We might not want to hire Lord Juss' interior decorator, but Eddison's mastery of the style convinces us that we are in some older, grander, more eloquent time. He is never guilty of the lapses that in lesser fantasists throw us suddenly, as Ursula K. Le Guin observes, "from Elfland to Poughkeepsie."4 Unlikely products of the early twentieth century, Eddison's characters, whose native tongue is high Elizabethan rhetoric, seem as colorful and fantastic as the carven beasts in Juss' hall. The evil ones are outrageously evil; the good improbably noble. Good or evil, they share an intensity of purpose and a passion for experience that was hard to find in the halls of the British Board of Trade.

There is not much passion in Tolkien's Middle Earth. For him, love is chaste and women are exotic, distant creatures. Most fantasy follows Tolkien's decorous example regarding sexuality and other appetites, but Eddison's characters are lusty in every sense of the word. The villainous Witch King is so greedy for life that he wears out body after body, magically reincarnating himself as Kings Gorice the First through Twelfth. As Gorice XII, he is more than willing to be seduced by the lascivious Lady Sriva. The good guys are also lusty. Given a choice of boons by the magical Lady of Ishnain Nemartra, Brandoch Daha opts for Lady's own divine body, even though her favor may cost him his castle and endanger his quest.

Eddison admires passion even above virtue. His favorite characters are on the "wrong" side in the battle between Witches and Demons. What makes these two-the Lady Prezmyra and the Goblin Lord Gro-more interesting than the interchangeable heroes is that their loyalties pull them in different directions. Eddison is unusual among fiction writers, let alone fantasy writers, in portraying passionate love within long-term relationships-even marriages. Prezmyra's brother is an ally of the Demons, but she is married to the best of the Witch generals, and her love for her bluff soldier husband outweighs even family ties. For his part, Lord Gro is torn between admiration for the generous spirit of the Demon lords and devotion to the unattainable Prezmyra. Furthermore, he loves intrigue for its own sake, and he cannot help switching his allegiance to whichever side seems to be losing, even when it is his assistance that has helped the other side gain ascendance. His is a strange doom: always to work for the overthrow of the things he most loves.
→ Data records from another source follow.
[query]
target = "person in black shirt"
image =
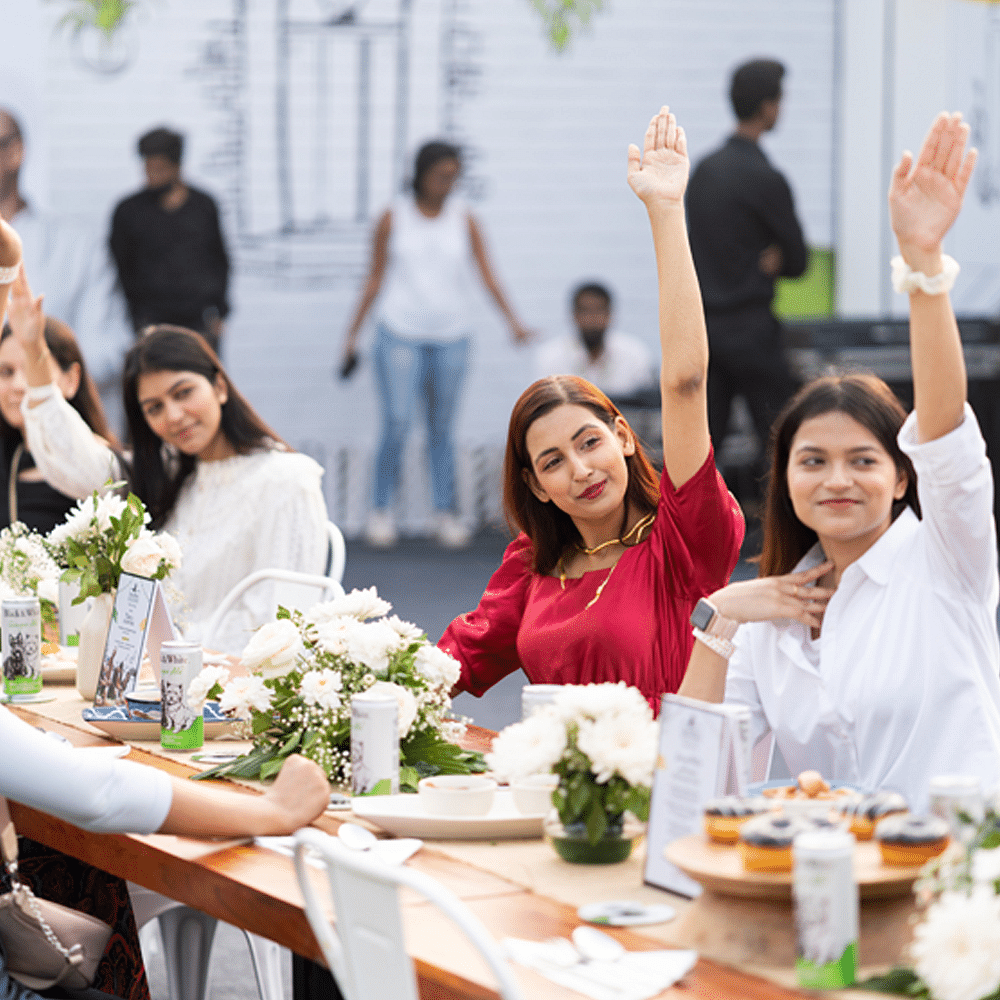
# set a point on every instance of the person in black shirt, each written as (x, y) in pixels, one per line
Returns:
(744, 235)
(168, 246)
Though Eddison has many strengths as a writer, the things that linger in the reader's mind from The Worm Ouroboros are glimpses of pure strangeness: unearthly scenes given weight and depth by Eddison's style. Among these vivid depictions are two great lords wrestling before the scarlet-skinned judge; a desperate fight against a foul manticore on the slopes of Koshtra Pivrarcha; the looming black peak of Zora Rach, where souls are suspended between life and death; the lightning-cloaked Iron Tower, where the Witch King works his spells.
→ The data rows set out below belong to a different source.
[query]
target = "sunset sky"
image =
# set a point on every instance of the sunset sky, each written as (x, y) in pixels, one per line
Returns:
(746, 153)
As strange as any of these scenes is the final bargain made by the Demon lords when they are given a boon by the gods. Their decision gives the story the same shape as that of the ring worn by King Gorice in the novel: a serpent or dragon that, by taking its tail in its mouth, becomes a symbol of eternity. This is the Worm Ouroboros, and it is the perfect emblem not only for the undying Witch King but also for the novel. Considering that it is Gorice's ring, this ending can be read as evil's unexpected triumph over good, but then Eddison never divides up good and evil as neatly as most fantasists do. Instead of making us choose sides, he asks us to value beauty, nobility, strength, and passion wherever they may be found, even in the service of seeming evil. His heroes are Demons; his devils heroic. Readers who find this vision compelling will find the story's ending exactly right, because it invites us to turn again to the beginning, to go right back to Nether Wastdale for another journey into Eddison's rich, strange, antique world.